I recently met with a physician because her practice had crashed over the past few years and she wanted to understand what she could do about it.  Her appointment schedule had more empty slots than filled ones.  Why?  I asked a number of questions to explore this.  She had reduced her office hours.  This had the effect of making it harder for patients to make appointments at their convenience.   She had withdrawn from all of her social and community activities.  Her visibility as a professional (self-promotion) was nil.  She had also dropped several popular managed care plans that paid “poorly” and were difficult to deal with.  The result:  empty appointment slots, declining practice revenues, uncovered fixed overhead and plummeting compensation.  After taking this doctor through the logic presented here, she caught on to the key business issues:  1) The marginal cost to see the next patient, one more patient today, is actually peanuts.  2) An empty appointment slot yields no revenue at all.  3) A full slot, even paying bad money, usually contributes at least something against fixed overhead.  4) Any contributions to fixed overhead will directly support physician compensation in an established practice.  As long as you don’t lose money on the next patient, opening your practice to that patient is a wise decision. 

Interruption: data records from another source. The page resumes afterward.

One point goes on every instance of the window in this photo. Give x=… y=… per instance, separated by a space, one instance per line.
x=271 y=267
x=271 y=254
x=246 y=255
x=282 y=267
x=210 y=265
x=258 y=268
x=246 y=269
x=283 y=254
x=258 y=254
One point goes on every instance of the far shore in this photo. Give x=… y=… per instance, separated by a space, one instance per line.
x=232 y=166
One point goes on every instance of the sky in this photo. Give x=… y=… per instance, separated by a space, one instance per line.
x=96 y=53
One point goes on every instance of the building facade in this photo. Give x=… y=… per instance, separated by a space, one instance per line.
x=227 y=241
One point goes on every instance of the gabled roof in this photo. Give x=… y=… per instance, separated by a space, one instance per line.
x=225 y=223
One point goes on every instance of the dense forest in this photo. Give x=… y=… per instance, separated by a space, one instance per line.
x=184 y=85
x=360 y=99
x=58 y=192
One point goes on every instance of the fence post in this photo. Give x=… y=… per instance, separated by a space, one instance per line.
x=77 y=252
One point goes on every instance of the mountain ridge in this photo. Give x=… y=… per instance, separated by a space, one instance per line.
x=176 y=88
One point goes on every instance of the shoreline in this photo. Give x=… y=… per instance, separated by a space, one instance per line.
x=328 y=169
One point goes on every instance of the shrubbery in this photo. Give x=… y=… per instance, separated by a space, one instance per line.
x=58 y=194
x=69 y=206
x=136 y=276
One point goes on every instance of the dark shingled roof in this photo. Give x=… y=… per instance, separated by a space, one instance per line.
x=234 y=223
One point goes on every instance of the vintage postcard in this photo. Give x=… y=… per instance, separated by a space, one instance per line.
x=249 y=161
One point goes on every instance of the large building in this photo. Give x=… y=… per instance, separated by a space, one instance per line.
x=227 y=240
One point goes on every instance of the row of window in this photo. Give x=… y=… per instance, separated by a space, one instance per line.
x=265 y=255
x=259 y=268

I advised the physician to re-enroll in the plans she dropped.  I also advised her to monitor her practice in the future.  When the practice is once again full and she is fortunate enough to be able to turn away less desirable patients (payers), she can then consider, by repeating the practice analysis I refer to here, dropping the worst payers from her practice.  Until then, any money is good money.  (Some plans may not cover practice costs for individual CPTs, such as the cost of a vaccine, but when all services are taken together most plans will probably turn out to be acceptable.) 

Deciding if a managed care plan is right for your practice, if the hassles are worth it, should be based on a sound financial analysis, not just anecdotal evidence or a gut feeling.  The examples cited above are not uncommon or extreme.  The financial loses suffered by the practices cited in this article could have been avoided.  What is the cost of care in your practice?